Roundtable: “Teaching about Empire and War in World History Survey Courses”

Notes from another HAW conference panel:

David Applebaum (Rowan University) began the discussion at this roundtable with his explanation of how he teaches the world survey through the lens of 4 empires (Spanish, British, Dutch, United States) with one book for each empire. He is looking for a good book to use on the US empire. He begins European voices and ends with global voices. The 3 books he uses are:
1. Spanish: Lieutenant Nun: Memoir of a Basque Transvestite in the New World.
2. British: Robinson Crusoe (Norton critical edition that includes good framing of the novel).
3. Dutch: Pramoedya Ananta Toer, This Earth of Mankind.
He looks for primary sources that show transformation and agency.

Carrie Hoefferle (Wingate University) brought a handout that shows how she conducts a critical analysis of primary sources.

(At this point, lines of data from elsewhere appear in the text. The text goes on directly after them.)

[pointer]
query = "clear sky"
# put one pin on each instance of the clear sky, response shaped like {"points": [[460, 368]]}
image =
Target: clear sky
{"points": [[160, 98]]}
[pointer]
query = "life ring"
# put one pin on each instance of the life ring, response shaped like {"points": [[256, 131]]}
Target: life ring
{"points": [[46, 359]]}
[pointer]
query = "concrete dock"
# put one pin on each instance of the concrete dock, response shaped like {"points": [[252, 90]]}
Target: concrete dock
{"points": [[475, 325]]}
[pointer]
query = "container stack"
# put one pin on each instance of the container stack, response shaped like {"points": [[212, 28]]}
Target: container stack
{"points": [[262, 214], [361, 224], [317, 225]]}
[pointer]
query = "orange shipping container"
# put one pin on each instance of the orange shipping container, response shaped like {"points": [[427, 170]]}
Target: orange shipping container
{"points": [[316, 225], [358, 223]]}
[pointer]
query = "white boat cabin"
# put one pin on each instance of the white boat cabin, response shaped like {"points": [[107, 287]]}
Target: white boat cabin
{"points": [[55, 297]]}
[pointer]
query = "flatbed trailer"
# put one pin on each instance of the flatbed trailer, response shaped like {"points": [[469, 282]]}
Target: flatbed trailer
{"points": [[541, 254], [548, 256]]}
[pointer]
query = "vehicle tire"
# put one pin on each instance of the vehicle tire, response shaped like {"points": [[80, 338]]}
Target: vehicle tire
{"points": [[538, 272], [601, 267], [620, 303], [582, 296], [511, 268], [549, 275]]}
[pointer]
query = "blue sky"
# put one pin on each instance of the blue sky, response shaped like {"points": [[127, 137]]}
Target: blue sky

She approaches the survey with the idea that was is not inevitable.

Michael Kimaid (Firelands College of Bowling Green State University) emphasized that he teaches agency, and activism. He uses a quote from Thomas Jefferson that history enables us to understand the designs of men to get students to take history out from behind the glass and use it. He wants students to think for themselves, that this becomes empowering. He develops 4 themes in the survey:
1. Acceleration of technological developments.
2. National identities.
3. Articulation of democracy theory.
4. Economic liberalization.
He examines these 4 themes through the lens of empire and war, and trade and sovereignty. He stresses that capitalism demands empire, that it commodifies everything. He students leave pretty freaked out.

Christine Skwiot (Georgia State University) like to use James Gump, The Dust Rose Like Smoke that compares Zulu and Sioux wars. An old way of looking at the world was the US vs. the World, us vs. them. Now the emphasis is on a transnational view of the US, but there is a danger of placing the US at the center. It is important to recognize that the US is only one empire of many, and is not unique. All empires present themselves as exceptional, as civilizing forces. A comparative perspective is important to highlight these aspects. She also examines issues of indigeneity, thinking about the Zulu as Indigenous inhabitants of Africa.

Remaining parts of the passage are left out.